I think Jade.io has had a go at this, IIRC. This isn't to detract upon your amazing work though, great stuff.
Normally, I’d expect blackletter law to form a somewhat sparse, tentacle-like structure.
Case law (or “cases” or “jurisprudence”) is by its nature largely interstitial: it consists of judges “filling in the holes” that are left by any unclear meaning (requiring interpretation) of blackletter law, or in some cases by the absence of such.
Having case law and blackletter law form two distinct clusters makes no sense to me: I really think it’s a domain modelling error. It’s what I would expect to see if one applied a text similarity measure naively to some data set, without regard for the domain models.
Case law and blackletter law will obviously look very different in terms of their textual representation, style, formatting, etc... And this will be true even when they pertain to the same ideas and the same concepts.
To state the obvious, semantics is about the meaning of things, not about style and not about specific word choices or specific syntactical forms (although sometimes these carry meaning as well).
This is the bigger point. In my own university studies, there was a clear segmentation between the common law and statute, although they are certainly interrelated.
It’s also worth noting that the boundaries between cases and legislation were not absolute, there were areas of the cases ‘mainland’ that contained legislation.
My point on the style was that in addition to differences in purposes, they are also textually different, which can indeed bleed into semantics.
I think this very point you're trying to make would be more persuasive if the analysis had modelled the relationships that do exist between blackletter law and case law. As we have already discussed, text similarity may not suffice to reveal these relationships. And while these relationships don't always exist, when they do exist they are very strong.
I recall at least one of those papers characterizing the shape as resembling a bow-tie.
This and other early contributions were looking at the link structure of the internet, not textual similarity, though.
This has been shockingly pertinent to my interests and I thank you for compiling it. My only gripe is that you didn't post it several months prior when it would have been most helpful to me ;)

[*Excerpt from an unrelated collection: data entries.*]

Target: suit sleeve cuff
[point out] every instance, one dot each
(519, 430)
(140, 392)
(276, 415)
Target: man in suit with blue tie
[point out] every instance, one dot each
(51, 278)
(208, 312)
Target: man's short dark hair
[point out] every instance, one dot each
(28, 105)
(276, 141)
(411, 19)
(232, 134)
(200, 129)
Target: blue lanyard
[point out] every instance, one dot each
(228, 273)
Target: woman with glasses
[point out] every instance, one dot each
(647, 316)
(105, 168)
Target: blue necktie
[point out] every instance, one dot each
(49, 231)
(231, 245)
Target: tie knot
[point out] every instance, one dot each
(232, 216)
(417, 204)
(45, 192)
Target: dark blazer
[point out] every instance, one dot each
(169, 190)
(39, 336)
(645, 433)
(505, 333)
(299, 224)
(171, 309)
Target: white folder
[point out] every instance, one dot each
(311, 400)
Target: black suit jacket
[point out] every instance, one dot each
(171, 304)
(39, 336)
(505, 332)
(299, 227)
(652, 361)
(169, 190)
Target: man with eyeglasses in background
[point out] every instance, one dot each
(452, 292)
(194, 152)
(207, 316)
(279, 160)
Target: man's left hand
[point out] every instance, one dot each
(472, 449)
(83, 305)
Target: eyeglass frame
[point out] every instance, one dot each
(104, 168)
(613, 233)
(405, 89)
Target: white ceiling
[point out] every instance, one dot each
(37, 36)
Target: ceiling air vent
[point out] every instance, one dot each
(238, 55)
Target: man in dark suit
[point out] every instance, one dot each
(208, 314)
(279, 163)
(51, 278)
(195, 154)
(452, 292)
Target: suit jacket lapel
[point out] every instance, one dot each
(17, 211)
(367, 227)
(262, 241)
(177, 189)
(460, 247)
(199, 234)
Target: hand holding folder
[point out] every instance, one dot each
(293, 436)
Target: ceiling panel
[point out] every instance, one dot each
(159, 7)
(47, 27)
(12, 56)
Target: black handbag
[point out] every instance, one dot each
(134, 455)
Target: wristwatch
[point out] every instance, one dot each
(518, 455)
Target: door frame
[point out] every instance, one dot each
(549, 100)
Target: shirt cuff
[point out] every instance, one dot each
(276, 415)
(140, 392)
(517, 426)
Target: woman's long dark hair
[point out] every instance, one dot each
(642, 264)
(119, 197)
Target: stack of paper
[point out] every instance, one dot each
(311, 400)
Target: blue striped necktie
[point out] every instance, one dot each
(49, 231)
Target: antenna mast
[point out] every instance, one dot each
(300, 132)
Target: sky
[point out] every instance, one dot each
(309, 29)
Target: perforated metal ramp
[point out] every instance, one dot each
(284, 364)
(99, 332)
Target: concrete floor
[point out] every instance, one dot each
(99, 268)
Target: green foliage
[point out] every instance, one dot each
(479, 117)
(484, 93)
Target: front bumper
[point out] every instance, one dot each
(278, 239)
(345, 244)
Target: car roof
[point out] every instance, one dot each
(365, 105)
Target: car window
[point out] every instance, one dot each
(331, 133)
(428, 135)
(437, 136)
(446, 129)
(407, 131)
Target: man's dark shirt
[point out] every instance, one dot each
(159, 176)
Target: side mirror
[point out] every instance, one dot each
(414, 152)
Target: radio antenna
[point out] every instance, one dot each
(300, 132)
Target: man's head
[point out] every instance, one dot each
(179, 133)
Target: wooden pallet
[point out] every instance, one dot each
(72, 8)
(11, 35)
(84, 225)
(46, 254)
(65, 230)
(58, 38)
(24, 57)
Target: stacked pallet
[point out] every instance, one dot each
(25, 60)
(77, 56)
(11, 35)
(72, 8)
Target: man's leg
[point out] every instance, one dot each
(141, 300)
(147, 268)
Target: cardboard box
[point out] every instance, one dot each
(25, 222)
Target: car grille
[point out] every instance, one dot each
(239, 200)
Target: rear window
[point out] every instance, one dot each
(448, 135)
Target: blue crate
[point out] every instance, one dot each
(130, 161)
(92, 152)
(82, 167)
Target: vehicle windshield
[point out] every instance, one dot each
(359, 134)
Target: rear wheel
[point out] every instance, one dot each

Glad to hear it corresponded with your lived experience, it really was surprising to see how the map correlated with my own understandings of the law developed through my degree!
Australia is the perfect example of when too many well-meaning people who think they can solve everything with more government power are given too much capability to see their vision through to its logical conclusion. It ends up making most of the problems it tries to solve far worse, and nobody has the guts to pull the plug on the programs that aren't functioning.